Padang Ekspres belum berhasil menghubungi kembali pensiunan jenderal yang hidup sederhana itu, terkait tuduhan makar. “Apakah Adityawarman yang ditangkap itu, tokoh Limapuluh Kota yang pengurus Darul Funun,” tanya Wannofri Samri, perantau Limapuluh Kota yang tercatat sebagai sejarawan Unand, dalam obrolan di sebuah grup WhatsApp.
“Benar. Brigjen TNI Purn Adityawarman Thaha. AMN 71. Satu angkatan dengan Kivlan Zein,” komentar Hasril Chaniago, Staf Ahli Ketua DPD RI.

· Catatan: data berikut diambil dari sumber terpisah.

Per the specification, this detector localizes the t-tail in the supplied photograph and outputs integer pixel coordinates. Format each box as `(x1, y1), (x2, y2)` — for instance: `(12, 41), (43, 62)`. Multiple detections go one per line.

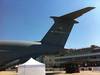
(41, 7), (94, 47)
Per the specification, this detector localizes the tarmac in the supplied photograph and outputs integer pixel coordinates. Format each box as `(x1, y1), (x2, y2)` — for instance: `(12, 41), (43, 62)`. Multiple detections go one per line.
(0, 71), (100, 75)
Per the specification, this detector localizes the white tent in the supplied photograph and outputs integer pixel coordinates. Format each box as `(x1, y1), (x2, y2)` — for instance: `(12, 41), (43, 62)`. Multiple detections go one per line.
(18, 58), (45, 75)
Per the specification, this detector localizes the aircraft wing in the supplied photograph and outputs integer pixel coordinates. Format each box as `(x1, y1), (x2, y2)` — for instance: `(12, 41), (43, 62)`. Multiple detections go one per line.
(0, 41), (33, 70)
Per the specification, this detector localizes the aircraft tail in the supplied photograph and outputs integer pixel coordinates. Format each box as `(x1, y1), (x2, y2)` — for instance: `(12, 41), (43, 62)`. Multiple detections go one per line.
(41, 7), (94, 47)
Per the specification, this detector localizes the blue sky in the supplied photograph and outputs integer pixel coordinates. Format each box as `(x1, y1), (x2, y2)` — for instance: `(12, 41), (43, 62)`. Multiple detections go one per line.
(0, 0), (100, 48)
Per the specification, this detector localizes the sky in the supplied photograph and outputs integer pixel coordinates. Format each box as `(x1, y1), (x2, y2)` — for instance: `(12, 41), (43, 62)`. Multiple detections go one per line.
(0, 0), (100, 48)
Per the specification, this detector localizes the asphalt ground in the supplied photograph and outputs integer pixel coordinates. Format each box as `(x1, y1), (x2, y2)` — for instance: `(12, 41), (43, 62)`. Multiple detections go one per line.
(0, 71), (100, 75)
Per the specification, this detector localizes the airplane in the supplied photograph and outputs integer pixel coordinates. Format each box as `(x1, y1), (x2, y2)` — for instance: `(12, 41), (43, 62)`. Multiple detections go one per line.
(0, 7), (94, 70)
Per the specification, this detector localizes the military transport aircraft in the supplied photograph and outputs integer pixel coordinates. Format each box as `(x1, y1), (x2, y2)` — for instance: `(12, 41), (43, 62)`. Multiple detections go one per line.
(0, 7), (94, 70)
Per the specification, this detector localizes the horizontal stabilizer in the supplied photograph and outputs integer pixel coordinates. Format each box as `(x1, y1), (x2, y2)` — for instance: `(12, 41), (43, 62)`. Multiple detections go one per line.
(60, 7), (95, 19)
(41, 7), (94, 47)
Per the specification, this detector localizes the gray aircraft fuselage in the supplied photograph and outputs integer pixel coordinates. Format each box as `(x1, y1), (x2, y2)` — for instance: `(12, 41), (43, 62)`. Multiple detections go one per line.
(0, 7), (94, 70)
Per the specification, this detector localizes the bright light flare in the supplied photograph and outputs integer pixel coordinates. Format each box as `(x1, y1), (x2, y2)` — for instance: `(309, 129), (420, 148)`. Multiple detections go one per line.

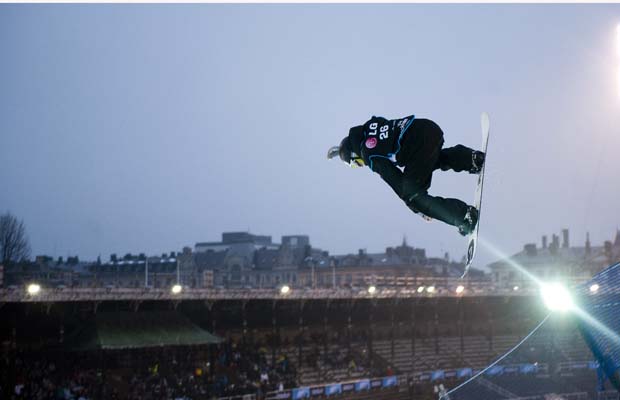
(616, 24), (620, 59)
(26, 283), (41, 296)
(540, 282), (575, 311)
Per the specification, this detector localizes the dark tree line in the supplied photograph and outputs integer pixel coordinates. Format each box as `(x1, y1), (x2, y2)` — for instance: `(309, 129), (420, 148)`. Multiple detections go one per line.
(0, 212), (30, 266)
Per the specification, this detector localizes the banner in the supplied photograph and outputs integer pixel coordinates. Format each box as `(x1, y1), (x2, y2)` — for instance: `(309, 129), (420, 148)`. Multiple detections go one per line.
(486, 365), (504, 376)
(383, 376), (398, 387)
(342, 382), (355, 393)
(325, 383), (342, 396)
(293, 387), (310, 400)
(456, 368), (472, 379)
(431, 369), (446, 381)
(519, 364), (538, 374)
(355, 379), (370, 392)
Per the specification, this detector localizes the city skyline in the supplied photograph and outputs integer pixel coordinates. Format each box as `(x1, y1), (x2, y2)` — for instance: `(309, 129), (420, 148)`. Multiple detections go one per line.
(0, 4), (620, 267)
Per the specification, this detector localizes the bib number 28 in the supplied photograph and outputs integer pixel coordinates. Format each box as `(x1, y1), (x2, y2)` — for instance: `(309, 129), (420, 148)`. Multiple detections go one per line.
(368, 122), (390, 140)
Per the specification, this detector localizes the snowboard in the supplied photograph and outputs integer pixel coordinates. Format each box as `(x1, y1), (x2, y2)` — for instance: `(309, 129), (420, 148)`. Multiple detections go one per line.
(461, 112), (490, 278)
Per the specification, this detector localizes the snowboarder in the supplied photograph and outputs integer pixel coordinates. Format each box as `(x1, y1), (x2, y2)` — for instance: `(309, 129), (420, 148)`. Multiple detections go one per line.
(327, 115), (485, 236)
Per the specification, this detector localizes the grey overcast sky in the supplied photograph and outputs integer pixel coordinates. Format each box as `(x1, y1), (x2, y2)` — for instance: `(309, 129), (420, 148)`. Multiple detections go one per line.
(0, 4), (620, 266)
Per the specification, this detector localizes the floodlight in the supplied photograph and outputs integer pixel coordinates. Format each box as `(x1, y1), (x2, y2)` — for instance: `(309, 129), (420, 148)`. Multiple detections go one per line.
(26, 283), (41, 296)
(540, 282), (574, 311)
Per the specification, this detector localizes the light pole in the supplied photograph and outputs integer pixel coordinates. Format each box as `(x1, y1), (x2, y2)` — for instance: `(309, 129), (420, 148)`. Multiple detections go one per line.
(144, 256), (149, 288)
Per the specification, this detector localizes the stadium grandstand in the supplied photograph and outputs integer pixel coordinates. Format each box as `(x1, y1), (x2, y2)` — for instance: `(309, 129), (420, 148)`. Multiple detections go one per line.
(0, 230), (620, 400)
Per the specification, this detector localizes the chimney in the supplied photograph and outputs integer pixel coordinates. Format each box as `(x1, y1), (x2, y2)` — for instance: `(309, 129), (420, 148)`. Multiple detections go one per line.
(523, 243), (537, 257)
(562, 229), (569, 249)
(603, 240), (611, 258)
(549, 234), (560, 254)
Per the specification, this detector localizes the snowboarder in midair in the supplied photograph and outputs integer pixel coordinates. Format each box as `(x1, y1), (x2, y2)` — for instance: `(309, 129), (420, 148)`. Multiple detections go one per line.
(327, 115), (485, 236)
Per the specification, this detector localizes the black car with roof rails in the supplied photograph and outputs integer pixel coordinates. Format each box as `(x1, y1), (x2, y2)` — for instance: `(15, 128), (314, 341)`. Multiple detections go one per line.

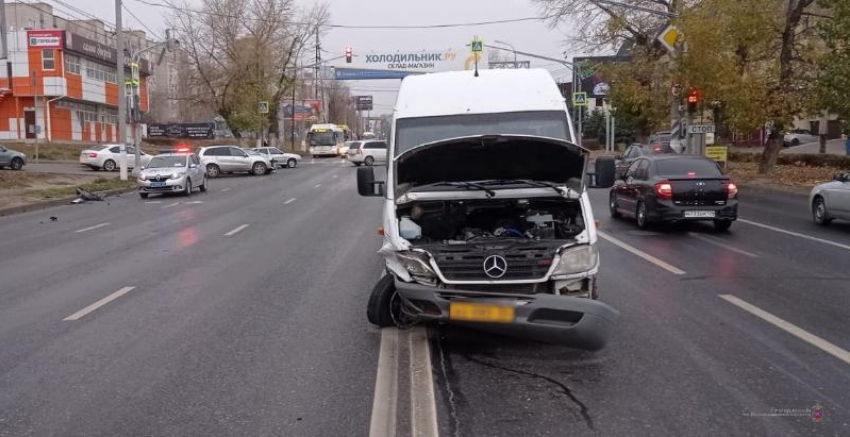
(609, 154), (738, 230)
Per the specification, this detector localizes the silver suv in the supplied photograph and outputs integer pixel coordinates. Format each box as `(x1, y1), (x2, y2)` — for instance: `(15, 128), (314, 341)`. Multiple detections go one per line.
(138, 153), (207, 199)
(198, 146), (274, 178)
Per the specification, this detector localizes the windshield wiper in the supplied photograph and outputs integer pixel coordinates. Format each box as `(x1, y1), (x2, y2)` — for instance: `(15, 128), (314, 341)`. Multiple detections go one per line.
(434, 182), (496, 198)
(481, 179), (565, 196)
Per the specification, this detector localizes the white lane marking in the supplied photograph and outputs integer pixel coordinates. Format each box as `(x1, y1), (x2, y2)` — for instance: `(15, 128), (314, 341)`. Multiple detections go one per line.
(408, 325), (438, 437)
(224, 224), (248, 237)
(688, 232), (759, 258)
(75, 223), (112, 234)
(62, 287), (136, 322)
(738, 218), (850, 250)
(596, 231), (686, 275)
(369, 326), (398, 437)
(718, 294), (850, 364)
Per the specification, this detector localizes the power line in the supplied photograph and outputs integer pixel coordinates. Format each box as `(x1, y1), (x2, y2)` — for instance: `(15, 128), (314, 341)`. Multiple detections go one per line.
(127, 0), (558, 30)
(121, 2), (165, 41)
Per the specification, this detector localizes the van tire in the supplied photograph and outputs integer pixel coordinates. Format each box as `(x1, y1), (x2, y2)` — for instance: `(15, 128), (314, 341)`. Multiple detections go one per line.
(366, 273), (396, 328)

Bagi tokoh-tokoh asal Luak Limopuluah (Payakumbuh dan Limapuluh Kota), nama Adityawarman tidak asing lagi. “Makar itu kan mesti pakai senjata juga. Tapi, biarlah, kita lihat dan hormati proses hukum yang sedang berjalan,” kata seorang mantan kepala daerah di Luak Limopuluah, Sabtu (3/12).
Ketua Umum PBB Yusril Ihza Mahendra dalam kicauan di Twitter-nya, mengatakan akan membela para tokoh yang dituduh makar. “Saya akan bela mereka, karena saya yakin mereka memperjuangkan sesuatu yang mereka anggap benar, sah, dan konstitusional,” kicau Yusril. (*/Padang Ekspres/JPG)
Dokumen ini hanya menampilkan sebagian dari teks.